First, a best practice item - in CCM assign the gateway a CSS that does NOT have the partition assigned to the route pattern leading to the PBX. This avoids loops. For example, I would have a partition Internal_IP_PT and assign that to all the DNs in CallManager, and a partition of PBXPhone_PT and assign that to the route pattern leading to PBX extensions. The Gateway CSS would have Internal_IP_PT but NOT PBXPhone_PT. All IP phone CSSs that can call the PBX would, of course, have both. This prevents incoming calls from the PBX from being routed back out to the PBX and creating a loop.

Second, In CallManager insert a digit in the Route List -> Route Group Details for all outbound station-to-station calls to the PBX. Use something out of the dial plan, like *. Now you can separate calls TO CCM and calls FROM CCM. Your dial-peers could look like:

dial-peer voice 123 pots

destination-pattern *T

direct-inward-dial

port 1/0:15

no prefix

dial-peer voice 321 voip

destination-pattern [2-8]....

session target ipv4:callmanager_x

and all the rest (though I'd recommend using a codec class that included g.729 as well as g.711 in case you get into using regions in CCM).

The end users will never know that the extra digit is inserted, and it makes your dial-peers very easy.

Don

Thank you for the tip! I will try it.

mfg dec

Hallo, and a further question

For better coupling with a Siemens HICOM we want to change gateway from H.323 to MGCP.
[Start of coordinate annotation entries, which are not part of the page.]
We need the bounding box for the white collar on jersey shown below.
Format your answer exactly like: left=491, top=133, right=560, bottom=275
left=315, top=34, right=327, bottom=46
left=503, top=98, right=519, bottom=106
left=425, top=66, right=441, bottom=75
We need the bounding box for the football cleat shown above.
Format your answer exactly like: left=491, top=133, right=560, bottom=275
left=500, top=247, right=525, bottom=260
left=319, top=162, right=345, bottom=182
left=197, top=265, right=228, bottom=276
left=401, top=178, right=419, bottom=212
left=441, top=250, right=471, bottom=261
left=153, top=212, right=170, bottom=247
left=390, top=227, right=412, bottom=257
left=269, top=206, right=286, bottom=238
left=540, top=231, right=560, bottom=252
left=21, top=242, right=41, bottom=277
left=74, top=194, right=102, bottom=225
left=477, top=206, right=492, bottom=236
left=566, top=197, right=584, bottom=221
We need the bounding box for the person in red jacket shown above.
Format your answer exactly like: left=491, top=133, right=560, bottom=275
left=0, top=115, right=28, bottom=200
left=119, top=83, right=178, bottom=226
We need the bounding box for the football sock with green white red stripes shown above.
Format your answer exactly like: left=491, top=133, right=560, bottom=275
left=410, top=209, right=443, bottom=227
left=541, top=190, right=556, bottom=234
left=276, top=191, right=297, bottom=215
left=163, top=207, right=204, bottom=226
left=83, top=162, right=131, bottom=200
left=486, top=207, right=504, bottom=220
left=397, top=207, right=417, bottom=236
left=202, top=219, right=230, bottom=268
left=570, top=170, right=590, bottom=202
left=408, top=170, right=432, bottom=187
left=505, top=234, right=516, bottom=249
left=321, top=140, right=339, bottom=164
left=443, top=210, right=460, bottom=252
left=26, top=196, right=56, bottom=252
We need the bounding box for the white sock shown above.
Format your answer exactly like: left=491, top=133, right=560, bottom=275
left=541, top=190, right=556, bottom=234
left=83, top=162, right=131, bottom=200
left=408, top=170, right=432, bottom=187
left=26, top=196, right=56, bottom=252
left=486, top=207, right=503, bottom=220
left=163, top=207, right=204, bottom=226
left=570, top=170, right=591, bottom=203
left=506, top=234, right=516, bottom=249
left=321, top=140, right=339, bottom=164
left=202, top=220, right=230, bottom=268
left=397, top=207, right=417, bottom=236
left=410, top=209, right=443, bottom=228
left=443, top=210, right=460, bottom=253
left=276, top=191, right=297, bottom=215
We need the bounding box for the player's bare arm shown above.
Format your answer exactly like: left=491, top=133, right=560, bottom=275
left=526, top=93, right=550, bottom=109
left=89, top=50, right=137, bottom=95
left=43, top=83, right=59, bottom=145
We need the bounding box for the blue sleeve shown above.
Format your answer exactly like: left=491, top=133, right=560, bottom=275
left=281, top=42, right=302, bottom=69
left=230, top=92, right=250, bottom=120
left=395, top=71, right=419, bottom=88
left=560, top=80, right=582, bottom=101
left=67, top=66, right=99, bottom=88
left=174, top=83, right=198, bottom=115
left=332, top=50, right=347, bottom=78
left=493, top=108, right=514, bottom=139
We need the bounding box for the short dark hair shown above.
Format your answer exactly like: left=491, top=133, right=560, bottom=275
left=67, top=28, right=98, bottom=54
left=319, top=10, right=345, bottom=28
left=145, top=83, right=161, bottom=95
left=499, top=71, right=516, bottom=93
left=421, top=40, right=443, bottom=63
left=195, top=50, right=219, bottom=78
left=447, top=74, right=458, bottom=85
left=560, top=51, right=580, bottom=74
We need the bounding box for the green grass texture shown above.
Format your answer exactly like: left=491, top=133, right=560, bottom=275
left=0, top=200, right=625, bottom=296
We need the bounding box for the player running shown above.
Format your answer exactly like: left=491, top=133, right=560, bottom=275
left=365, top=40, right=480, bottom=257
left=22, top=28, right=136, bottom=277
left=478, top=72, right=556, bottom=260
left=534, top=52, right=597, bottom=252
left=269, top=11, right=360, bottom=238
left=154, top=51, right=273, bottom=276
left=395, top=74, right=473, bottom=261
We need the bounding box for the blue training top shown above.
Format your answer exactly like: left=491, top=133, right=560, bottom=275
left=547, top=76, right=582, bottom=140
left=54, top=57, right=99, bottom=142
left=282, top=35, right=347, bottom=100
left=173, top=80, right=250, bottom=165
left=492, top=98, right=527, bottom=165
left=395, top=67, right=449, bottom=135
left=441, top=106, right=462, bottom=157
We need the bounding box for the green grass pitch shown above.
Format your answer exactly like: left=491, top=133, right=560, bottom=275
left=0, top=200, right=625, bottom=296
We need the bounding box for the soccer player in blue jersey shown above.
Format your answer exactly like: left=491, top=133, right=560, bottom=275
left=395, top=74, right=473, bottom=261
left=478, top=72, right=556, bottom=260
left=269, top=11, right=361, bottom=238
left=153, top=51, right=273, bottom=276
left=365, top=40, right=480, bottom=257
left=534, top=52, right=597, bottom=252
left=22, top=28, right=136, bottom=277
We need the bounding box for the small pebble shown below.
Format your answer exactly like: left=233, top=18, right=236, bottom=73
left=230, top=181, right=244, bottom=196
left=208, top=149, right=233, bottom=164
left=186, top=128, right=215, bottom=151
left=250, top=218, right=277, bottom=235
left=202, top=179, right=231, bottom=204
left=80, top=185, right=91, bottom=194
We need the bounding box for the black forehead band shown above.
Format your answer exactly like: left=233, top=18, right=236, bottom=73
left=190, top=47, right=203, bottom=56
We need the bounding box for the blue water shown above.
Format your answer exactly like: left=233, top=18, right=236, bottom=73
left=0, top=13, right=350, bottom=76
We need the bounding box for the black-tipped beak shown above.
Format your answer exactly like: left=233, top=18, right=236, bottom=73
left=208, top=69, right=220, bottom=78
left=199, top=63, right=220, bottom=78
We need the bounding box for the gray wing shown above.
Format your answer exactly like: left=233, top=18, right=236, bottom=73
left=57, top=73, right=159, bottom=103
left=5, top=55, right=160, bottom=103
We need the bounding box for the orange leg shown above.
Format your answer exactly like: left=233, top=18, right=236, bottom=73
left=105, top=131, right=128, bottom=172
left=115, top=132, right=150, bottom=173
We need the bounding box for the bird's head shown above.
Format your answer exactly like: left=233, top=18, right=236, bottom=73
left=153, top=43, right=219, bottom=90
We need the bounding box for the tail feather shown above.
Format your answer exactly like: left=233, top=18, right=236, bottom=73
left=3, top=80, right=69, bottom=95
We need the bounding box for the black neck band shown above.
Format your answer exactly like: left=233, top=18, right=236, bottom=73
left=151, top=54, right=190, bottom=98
How should one configure that?

MfG

dec

dweiner
Cisco Employee
Cisco Employee

hostname xxxxxx

ip domain-name yyyyyy

mgcp

ccm-manager mgcp

ccm-manager config server zzz.zzz.zzz.zzz

ccm-manager config

x = whatever name you want for the gateway.

y = optional domain name

z = ip address of CCM tftp server (comma separate for multiple tftp servers)

That sets up the router for download from CCM for the config (like with IP phones). hostname is required, ip domain-name is not. You want to make sure you administer in CCM the gateway name the same as the router is configured. The easiest way to find out what the full name is = 'show ccm' in the gateway. The first line you get back is what you need in CCMAdmin for the gateway 'Domain Name' field. After that CallManager will configure the specifics in the router after you configure via web pages. Note that 'show ccm' will show when the gw registers with CCM, but CCM web pages won't show the gateway as registered until the trunk comes up (if T1/E1).

Don

Hallo !

... and as say I to the callmanager that "dial-peer voice pots" and "dial-peer voice voip", as in the upper example with H.323 ?

Thanks

dec

dweiner
Cisco Employee
Cisco Employee

All you have to do are the aforementioned commands. CallManager will create necessary dial-peers, E1 parameters, etc.

If you want to administer SRST parameters do so after CCM has downloaded the MGCP configuration. For SRST you do create dial-peers as the gateway 'falls back' into H.323 mode if it can't connect to CCM.